D. is sick this afternoon. Her stomach is bothering her and she has a low grade fever. Mostly she is upset because she can't spend time with B.
Today unlike other days is going by very slowly. I haven't really been able to spend time with Justinna or Malesa. I've been busy with the course work of this cross cultural experience.
I'm starting to realize there is such a thing as staying busy at a slower pace. Remaining productive, yet being able to enjoy life and relationships. M'e Theresia is a wonderful example of someone who accomplishes much, yet is still focused on relationships. I'm learning that I have much in my life that is keeping me away from what is important. Television or the internet has never given me much joy or lasting memories. Relating with others and spending time in nature has brought me considerable happiness.
May 14th...
I can't believe this week in the village is almost at an end. I have learned so much about life and relationships. I have also learned to make many new foods, play new games and sing new songs. One of my favorite foods includes spaghetti and gravy. Gravy consists of diced onions and tomatoes sauted in oil. The spaghetti had a little sausage added for flavoring, I believe. A new game I learned the first evening was a mix between kick ball and dodgeball. The teams are evenly divided with one up to kick and another in the outfield. A pitcher rolls the ball to the team lined up. Someone will kick the ball in grounds/bounds. The kicking team will then run towards a line in the outfield and back. The outfiend team will recover the ball and try to hit as many kickers as possible. If hit you remain out for the inning. The sides switch if the whole team is outed or someone from the outfield catches a fly ball. There is no keeping score in this game, no winners or losers.

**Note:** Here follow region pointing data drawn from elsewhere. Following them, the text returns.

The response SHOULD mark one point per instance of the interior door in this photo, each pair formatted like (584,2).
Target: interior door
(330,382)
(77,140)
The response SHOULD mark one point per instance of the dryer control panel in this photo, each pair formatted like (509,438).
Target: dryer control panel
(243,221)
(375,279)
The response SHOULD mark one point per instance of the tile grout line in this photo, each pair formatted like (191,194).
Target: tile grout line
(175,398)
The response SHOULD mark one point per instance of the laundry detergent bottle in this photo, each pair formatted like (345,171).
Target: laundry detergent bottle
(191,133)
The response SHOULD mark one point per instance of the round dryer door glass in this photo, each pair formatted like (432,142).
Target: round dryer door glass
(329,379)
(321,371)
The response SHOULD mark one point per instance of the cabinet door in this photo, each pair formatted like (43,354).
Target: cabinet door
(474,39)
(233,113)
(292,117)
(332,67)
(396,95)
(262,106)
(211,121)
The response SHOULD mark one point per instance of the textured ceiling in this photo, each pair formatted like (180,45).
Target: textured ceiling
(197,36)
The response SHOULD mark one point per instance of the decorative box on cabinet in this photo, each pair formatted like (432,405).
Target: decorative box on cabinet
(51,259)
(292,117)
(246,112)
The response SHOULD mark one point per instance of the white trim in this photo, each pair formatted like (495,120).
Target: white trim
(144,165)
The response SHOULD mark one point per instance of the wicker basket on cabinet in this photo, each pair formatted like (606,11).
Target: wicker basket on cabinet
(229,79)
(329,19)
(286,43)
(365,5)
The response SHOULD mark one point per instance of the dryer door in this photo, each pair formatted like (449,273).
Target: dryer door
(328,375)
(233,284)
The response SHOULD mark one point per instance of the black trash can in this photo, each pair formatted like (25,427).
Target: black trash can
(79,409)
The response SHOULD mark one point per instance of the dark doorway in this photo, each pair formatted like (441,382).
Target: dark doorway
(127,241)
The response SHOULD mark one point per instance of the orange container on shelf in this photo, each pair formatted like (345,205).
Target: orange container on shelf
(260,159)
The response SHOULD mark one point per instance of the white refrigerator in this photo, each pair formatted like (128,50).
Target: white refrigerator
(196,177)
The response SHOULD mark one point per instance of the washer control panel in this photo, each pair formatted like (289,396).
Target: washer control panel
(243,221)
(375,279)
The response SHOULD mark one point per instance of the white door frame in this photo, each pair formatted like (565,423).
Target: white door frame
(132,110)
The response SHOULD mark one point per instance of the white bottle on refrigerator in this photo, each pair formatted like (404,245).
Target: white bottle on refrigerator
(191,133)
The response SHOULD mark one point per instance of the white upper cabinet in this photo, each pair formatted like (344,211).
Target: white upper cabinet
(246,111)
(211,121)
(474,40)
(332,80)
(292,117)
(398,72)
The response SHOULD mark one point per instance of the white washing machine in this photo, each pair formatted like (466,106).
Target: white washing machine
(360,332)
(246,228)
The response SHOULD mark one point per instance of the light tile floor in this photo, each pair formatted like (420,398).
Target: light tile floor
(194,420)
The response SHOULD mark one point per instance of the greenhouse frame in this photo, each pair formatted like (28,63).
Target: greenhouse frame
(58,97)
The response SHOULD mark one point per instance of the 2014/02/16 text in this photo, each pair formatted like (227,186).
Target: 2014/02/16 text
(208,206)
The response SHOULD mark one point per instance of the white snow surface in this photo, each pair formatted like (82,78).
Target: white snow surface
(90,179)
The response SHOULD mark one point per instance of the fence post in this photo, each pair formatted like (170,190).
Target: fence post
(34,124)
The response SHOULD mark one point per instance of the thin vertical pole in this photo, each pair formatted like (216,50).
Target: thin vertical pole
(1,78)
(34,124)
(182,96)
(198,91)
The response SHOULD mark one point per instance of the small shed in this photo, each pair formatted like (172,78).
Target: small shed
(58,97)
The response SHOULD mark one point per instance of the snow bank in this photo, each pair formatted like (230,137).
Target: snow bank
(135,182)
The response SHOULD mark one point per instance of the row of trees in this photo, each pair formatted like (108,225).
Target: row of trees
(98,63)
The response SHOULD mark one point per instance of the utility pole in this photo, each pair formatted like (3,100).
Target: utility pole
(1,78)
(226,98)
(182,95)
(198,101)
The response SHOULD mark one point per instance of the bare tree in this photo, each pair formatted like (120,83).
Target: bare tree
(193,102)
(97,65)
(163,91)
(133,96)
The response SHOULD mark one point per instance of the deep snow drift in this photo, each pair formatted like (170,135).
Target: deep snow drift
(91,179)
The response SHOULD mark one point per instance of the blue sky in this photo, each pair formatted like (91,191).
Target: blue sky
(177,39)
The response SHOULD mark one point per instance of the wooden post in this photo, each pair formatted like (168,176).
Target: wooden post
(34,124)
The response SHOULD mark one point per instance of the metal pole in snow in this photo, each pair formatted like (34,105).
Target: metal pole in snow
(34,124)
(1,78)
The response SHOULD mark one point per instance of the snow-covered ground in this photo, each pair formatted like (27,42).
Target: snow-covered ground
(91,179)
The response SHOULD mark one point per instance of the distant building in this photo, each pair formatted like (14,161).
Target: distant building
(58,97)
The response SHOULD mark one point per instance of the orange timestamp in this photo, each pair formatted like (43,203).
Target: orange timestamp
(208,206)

This morning I gave the extra clothes I brought with me away (I brought them for that express purpose). There seems to be much rejoicing by my sister Justinna. She loves clothes and fashions. I can think of many things I would like to send in a Christmas package to my family. Especially for my sisters I would like to send clothes, new clothes.
Our younger sister returned from school last evening. She was really missing her Mom so she decided to skip a day of school and have a long weekend at home. She brings a lot of life with her and many laughs. I learned last evening that she is only ten years old and going to school so far away in Maseru.
Today is a day of relaxation. We have no immediate plans until this afternoon and choir practice. I'm really looking forward to sings some sesotho songs. I feel very privledged to have been invited to join the choir while I'm here.
This afternoon I've been resting and thinking of home. At home it would be easy to steal some time for myself, here it almost seems rude. Like I should be spending time always with others, especially my host family. What I really want is to be reading my fiction book. It is very hard to find personal time here. Only a couple more days though, and this comes with mixed blessings. I enjoy my family and their company, but I feel for certain comforts and for home.
Justinna was just telling me about the "mareshi" a Lesotho gang. This gang usually is found wearing all white. The police also can beat anyone wearing all white, because they are assumed part of the gang. I learned this information after walking by such a man dressed in all white here in little ol' Malaelae.
I asked my sister Justinna this afternoon if she could go anywhere in the world where would she go. Her responses resided right in Lesotho or South Africa. She couldn't even imagine going beyond those two areas. I wonder if she has a hard time seeing past her own world, and if I don't fall into that same category sometimes.